Unless of course, said military has far superior weaponry — thanks to centuries of scientific research and collective memory — and simply “shocks” and “awes” a technologically inferior enemy into temporary submission to declare “mission accomplished.”
The devil is in the details though, so in the aftermath of that sort of military action our commanders have the ability to turn to another playbook when the subsequent occupation turns into a quagmire, and our brilliant military leadership can then show us charts and graphs demonstrating how well the invasion is going. They can also orchestrate sham elections and talk about the occupied country “taking responsibility” for its own destiny.
Think “Vietnam-ization” here, and the Kabuki Theater of such geniuses as Robert McNamara, who later took his abilities to the Ford Motor Company.
It seems as if failing upwards is another quaint advantage afforded Homo Sapiens.
But free choice, personal responsibility and historical memory can extend to the areas of finance and economics as well.
For instance, in the late 19th and early 20th centuries, the financial industries of the U.S. became so large and incestuous that the entire world financial system collapsed, leading to a worldwide depression.
In an attempt to stanch the bleeding, our 32nd President Franklin Roosevelt enacted the Glass-Steagall Act of 1933, which established the Federal Deposit Insurance Corporation (FDIC) and created major banking reforms, some of which were designed to control speculation. It also prohibited banks from owning other financial businesses such as insurance companies (think Citigroup).

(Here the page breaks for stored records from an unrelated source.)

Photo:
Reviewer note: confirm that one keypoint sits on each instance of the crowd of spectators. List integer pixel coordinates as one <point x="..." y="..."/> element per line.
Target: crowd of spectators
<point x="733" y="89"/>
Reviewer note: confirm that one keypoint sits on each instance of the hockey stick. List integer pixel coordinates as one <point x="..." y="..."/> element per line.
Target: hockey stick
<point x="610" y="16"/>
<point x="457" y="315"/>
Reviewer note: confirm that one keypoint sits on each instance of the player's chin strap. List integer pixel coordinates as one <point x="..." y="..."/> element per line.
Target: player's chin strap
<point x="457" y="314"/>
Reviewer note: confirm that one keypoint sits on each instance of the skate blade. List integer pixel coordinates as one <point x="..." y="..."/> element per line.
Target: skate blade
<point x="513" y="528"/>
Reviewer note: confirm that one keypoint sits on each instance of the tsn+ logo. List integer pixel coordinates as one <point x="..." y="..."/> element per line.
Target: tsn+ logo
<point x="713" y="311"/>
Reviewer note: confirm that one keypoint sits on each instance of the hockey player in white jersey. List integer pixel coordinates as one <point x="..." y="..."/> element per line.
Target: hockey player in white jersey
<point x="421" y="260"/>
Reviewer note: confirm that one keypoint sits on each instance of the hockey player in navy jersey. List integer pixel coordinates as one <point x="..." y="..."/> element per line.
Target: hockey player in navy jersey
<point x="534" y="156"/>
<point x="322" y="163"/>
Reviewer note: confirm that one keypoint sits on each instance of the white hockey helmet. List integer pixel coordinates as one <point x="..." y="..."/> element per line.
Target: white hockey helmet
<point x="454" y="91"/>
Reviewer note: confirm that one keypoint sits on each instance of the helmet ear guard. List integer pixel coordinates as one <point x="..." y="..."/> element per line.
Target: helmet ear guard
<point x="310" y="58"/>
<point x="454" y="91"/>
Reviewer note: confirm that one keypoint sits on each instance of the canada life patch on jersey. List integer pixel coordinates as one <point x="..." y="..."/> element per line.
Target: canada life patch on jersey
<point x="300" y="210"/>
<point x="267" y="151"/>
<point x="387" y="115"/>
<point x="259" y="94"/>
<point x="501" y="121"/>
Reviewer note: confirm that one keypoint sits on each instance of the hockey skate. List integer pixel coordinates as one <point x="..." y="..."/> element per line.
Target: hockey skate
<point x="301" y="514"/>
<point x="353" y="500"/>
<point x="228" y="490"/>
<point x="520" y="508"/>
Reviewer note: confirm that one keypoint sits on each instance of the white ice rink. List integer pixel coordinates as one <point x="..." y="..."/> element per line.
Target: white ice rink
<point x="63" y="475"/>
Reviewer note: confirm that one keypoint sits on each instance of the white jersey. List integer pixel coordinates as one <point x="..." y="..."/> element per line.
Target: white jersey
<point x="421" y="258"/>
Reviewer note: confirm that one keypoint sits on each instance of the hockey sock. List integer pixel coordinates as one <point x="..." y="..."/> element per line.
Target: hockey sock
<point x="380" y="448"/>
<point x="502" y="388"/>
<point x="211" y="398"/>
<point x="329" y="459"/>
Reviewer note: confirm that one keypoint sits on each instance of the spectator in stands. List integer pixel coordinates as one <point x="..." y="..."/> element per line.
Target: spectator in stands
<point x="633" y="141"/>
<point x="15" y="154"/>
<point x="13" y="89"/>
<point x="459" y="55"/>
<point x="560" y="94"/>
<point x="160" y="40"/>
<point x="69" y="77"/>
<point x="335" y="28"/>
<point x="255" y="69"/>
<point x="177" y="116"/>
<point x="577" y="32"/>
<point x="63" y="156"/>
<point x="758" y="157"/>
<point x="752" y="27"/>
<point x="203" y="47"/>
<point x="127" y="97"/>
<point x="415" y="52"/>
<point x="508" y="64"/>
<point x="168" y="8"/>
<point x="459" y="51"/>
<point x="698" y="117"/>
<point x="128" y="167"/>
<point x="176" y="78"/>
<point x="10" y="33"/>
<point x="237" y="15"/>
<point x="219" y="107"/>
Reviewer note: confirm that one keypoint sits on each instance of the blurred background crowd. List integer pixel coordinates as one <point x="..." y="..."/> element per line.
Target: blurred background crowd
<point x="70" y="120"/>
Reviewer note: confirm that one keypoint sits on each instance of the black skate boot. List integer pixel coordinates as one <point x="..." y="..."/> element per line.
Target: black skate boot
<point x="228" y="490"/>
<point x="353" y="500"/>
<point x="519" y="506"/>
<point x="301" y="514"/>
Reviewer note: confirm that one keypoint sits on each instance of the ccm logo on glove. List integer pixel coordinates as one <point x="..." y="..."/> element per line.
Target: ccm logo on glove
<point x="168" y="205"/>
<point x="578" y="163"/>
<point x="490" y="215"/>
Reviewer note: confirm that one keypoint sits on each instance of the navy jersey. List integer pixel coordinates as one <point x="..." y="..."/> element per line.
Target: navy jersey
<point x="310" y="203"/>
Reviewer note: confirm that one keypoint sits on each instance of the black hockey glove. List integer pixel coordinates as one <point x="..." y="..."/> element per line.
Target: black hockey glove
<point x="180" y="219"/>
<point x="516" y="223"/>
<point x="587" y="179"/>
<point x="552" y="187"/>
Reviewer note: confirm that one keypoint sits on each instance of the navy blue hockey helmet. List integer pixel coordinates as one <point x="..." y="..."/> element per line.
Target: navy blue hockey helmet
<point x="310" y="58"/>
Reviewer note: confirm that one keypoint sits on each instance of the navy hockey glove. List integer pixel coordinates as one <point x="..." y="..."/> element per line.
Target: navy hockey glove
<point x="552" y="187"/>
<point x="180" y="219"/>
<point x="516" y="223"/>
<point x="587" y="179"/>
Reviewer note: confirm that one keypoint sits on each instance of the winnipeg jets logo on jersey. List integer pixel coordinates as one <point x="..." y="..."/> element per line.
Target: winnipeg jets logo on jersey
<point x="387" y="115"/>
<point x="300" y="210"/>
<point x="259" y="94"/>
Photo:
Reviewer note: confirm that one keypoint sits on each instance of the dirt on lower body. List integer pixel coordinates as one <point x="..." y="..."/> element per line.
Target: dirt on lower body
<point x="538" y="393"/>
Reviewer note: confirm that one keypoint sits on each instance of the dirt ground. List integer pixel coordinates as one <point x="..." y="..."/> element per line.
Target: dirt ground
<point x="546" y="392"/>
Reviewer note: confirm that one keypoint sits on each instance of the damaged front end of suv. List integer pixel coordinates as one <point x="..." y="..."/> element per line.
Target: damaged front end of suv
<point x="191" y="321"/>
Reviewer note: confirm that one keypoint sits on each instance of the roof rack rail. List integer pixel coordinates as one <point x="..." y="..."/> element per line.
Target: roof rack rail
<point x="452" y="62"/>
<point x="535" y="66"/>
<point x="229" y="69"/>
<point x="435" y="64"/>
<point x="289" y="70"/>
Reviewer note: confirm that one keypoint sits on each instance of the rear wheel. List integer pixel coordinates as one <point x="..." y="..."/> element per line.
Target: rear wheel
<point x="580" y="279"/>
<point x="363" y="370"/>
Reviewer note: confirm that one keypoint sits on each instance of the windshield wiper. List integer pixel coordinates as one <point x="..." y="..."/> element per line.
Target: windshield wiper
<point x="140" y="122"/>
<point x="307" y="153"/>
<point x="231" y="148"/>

Roosevelt and many other observers of human nature thought free enterprise was fine, but when greed is allowed to go on unfettered, regulation helps to preserve a fair distribution of wealth. It’s also a matter of economic survival.
In more recent history, we can observe the “boom and bust” cycles of the economic bubbles that coincided with the final destruction of financial regulation thanks to 42nd President Bill Clinton, who was impeached for the wrong reason.
In 1999, Clinton repealed Glass-Steagall, after deregulating the communications industry in 1996.
The subsequent speculation exploded the tech market and led to a series of fiscal bombs, which became larger and more destructive as the financial industry gorged on empty profits and the agencies that remained to regulate them looked the other way.
A lot of people who should have known better claim that no one could have seen our fiscal collapse coming, but I don’t believe that. Those who predicted this collapse for years were marginalized, while the people who said we couldn’t have predicted it ignored history.
But like the wars in Iraq and Afghanistan, people in the “reality-based community” who warned of the folly of our fiscal irresponsibility were shouted down and called un-American or Chicken Littles by Pollyannas who insisted that the stock market would always go up, even if there were little burps.
But there is historical evidence to justify the nay-sayers, and now we have reality to match. It’s much like Intelligent Design butting up against the theory of evolution. Evolution has historical records in the form of fossils. End of discussion.
So maybe if we survive this economic meltdown we can learn from the past this time. Maybe we can learn that no entity should get “too big to fail”; maybe we can learn that it’s not a good idea for major financial industries to be deregulated to the point that we have no idea what’s really going on; maybe we can learn that personal responsibility is a two-way street and we cannot count on the good faith of greedy people to police themselves in the name of the common good.
I think history’s against me on that one, though.